But here are some of my impressions of horticulture & gardening in that huge city:
- There is much more greenery lining the streets, and pots of annuals prettying things up, than when I was last there, in '04. Willows along the channelled riverbanks, which were full of interesting-colored water. Small sycamores and oaks elsewhere. Large locust trees.
- Elaborate arrangements of annuals were placed in various spots; begonias, impatiens, other familiar flowering plants. Modern China is about to celebrate its 60th anniversary; there was much decorating of the streets going on with these.

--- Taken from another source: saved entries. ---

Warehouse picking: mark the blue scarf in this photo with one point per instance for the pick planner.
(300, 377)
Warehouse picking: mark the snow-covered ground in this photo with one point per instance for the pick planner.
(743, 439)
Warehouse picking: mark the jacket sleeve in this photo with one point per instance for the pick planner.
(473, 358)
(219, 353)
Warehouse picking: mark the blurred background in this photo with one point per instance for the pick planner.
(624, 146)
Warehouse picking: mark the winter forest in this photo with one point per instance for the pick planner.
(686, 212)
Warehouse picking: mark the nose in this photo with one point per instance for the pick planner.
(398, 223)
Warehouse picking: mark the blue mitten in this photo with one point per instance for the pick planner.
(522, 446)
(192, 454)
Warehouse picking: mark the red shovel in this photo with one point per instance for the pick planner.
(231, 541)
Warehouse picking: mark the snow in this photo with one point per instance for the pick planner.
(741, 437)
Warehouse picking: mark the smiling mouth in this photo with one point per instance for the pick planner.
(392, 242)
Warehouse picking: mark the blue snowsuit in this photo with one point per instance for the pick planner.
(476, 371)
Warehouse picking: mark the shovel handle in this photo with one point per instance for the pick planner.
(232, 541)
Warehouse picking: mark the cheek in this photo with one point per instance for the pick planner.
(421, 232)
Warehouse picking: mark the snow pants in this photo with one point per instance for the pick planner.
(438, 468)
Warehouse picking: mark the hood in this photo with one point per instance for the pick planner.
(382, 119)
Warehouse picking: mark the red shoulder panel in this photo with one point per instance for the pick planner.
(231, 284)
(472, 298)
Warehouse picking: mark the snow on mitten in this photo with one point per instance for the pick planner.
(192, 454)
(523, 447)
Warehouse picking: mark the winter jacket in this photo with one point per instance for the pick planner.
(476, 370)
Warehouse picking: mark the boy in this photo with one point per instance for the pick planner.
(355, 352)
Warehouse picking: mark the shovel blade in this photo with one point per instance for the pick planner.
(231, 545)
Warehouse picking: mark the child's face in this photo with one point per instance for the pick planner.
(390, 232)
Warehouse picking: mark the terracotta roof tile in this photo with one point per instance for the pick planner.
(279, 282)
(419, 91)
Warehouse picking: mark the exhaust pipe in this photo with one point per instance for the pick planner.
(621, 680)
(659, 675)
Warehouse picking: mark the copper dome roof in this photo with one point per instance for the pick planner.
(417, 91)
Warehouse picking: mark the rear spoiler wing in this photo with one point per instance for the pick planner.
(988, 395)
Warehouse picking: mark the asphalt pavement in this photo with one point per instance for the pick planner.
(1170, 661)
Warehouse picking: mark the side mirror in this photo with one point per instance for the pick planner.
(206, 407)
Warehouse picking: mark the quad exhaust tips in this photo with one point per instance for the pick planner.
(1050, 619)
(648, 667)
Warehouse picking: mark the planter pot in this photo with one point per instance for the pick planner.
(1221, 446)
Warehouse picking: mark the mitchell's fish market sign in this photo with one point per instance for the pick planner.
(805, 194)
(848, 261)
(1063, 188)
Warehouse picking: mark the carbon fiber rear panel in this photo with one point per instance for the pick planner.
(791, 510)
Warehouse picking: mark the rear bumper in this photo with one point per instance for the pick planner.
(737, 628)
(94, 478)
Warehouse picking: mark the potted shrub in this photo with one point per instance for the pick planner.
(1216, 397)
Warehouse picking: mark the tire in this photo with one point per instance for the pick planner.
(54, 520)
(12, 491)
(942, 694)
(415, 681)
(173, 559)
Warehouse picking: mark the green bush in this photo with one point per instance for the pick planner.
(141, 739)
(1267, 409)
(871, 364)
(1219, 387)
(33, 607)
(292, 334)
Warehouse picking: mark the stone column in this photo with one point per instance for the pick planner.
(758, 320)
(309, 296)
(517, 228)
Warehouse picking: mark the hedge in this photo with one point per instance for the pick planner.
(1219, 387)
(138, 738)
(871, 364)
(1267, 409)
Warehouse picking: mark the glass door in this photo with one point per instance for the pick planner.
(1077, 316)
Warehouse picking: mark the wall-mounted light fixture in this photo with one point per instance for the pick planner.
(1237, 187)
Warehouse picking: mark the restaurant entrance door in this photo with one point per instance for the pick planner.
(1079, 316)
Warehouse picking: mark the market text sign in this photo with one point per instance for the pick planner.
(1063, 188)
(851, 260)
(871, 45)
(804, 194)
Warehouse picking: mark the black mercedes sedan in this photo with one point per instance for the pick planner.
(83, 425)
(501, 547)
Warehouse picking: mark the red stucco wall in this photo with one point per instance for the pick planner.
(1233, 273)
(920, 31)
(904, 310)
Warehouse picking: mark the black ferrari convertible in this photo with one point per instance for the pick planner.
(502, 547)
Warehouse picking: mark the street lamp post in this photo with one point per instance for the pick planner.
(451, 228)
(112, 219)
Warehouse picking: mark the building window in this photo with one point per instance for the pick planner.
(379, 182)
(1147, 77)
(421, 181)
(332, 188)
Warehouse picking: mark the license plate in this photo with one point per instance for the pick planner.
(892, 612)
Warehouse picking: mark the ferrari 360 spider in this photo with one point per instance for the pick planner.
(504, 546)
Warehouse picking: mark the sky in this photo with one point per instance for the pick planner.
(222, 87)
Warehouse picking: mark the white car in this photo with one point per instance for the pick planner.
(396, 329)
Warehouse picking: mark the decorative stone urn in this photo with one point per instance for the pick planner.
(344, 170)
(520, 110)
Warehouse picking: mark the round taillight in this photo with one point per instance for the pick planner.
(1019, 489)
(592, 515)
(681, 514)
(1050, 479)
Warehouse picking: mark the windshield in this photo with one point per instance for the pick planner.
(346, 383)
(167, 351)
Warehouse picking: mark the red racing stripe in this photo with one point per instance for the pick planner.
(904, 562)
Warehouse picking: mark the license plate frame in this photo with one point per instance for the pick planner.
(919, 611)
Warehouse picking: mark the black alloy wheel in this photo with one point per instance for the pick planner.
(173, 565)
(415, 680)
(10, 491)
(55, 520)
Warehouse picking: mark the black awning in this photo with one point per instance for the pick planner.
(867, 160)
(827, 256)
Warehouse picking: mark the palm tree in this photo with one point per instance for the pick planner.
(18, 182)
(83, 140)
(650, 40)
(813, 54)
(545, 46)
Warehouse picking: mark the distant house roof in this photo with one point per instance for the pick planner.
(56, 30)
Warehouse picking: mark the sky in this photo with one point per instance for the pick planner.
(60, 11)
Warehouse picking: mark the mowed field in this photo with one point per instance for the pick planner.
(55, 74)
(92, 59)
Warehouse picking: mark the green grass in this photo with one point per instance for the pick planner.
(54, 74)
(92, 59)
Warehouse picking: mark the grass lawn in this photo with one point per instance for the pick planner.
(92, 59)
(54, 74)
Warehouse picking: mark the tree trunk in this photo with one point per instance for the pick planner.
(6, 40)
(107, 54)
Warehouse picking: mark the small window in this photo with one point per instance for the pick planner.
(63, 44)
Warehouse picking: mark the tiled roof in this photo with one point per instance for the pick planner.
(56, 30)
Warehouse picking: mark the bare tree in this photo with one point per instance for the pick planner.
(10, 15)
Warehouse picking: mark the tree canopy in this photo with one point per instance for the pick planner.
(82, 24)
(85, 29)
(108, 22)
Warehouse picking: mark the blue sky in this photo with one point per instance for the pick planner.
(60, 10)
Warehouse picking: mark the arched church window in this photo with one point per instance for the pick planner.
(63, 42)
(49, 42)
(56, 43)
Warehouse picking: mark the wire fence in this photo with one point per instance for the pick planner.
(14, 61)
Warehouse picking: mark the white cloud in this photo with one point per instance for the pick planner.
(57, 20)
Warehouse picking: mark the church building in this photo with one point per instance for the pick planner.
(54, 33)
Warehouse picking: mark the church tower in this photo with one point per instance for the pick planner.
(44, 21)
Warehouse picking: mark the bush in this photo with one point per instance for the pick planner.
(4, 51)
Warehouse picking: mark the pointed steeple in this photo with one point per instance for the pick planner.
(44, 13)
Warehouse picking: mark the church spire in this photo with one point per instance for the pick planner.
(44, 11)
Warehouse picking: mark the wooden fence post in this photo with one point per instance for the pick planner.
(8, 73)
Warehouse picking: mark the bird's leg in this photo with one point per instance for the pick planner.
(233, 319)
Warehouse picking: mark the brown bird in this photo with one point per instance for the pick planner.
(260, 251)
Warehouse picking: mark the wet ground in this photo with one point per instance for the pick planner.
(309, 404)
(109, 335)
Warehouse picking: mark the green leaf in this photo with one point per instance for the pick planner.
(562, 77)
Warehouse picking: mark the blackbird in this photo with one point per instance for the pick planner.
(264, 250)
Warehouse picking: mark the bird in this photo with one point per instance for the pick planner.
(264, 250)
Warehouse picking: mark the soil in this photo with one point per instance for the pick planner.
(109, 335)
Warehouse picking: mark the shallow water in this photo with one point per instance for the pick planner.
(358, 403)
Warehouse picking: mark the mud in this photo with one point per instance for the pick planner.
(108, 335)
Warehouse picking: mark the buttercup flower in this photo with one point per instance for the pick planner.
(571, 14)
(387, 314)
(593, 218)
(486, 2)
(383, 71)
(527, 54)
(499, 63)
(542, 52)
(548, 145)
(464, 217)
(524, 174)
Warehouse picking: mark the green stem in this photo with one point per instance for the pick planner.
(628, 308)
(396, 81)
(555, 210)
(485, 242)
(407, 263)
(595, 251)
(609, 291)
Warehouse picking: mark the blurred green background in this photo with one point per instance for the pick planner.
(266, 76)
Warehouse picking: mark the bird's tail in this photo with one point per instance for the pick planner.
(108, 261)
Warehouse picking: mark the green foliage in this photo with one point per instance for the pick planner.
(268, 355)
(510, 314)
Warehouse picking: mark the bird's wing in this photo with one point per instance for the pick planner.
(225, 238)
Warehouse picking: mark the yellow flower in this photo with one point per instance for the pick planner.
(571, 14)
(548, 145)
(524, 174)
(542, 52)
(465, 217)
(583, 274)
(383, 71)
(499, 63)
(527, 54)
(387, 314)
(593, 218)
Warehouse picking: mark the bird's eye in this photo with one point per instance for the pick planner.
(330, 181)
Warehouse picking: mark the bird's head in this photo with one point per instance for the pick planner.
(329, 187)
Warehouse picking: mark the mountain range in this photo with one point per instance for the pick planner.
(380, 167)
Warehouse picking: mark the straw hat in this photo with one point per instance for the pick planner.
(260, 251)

- The large squares, such as the one at the Olympic site and Tienneman, held little greenery and no birds. Just huge expanses of concrete.
- Soil in potted plants, and small plots with ornamental trees, etc. looked nutrient-poor, and was not mulched.
- The Flower Market, held near the American Embassy, was a bustling place full of vendors hawking annuals, houseplants and decorative items for the home, such as statuary.
- There is an veritable army of workers setting up and tending to plants.
- Watering is apparently done from large trucks at night, with workers administering what look like fire-hose quantities of water.
- The Beijing Botanical Garden, on the far outskirts of the city in the northwestern hills, is an oasis of green, with a temple, wide paths, simple perennials, man-made watercourses, and a lovely, expansive lilac area. It was the only place we visited where we were the only white people, and Jerry, with his white beard and curly white hair, got some stares.
All in all, things in BJ look greener and more colorful than several years ago, though some of the street trees are suffering. I believe there was much planting done for the Olympics, and that effort shows.
I'll post some pictures when I can find them on my camera!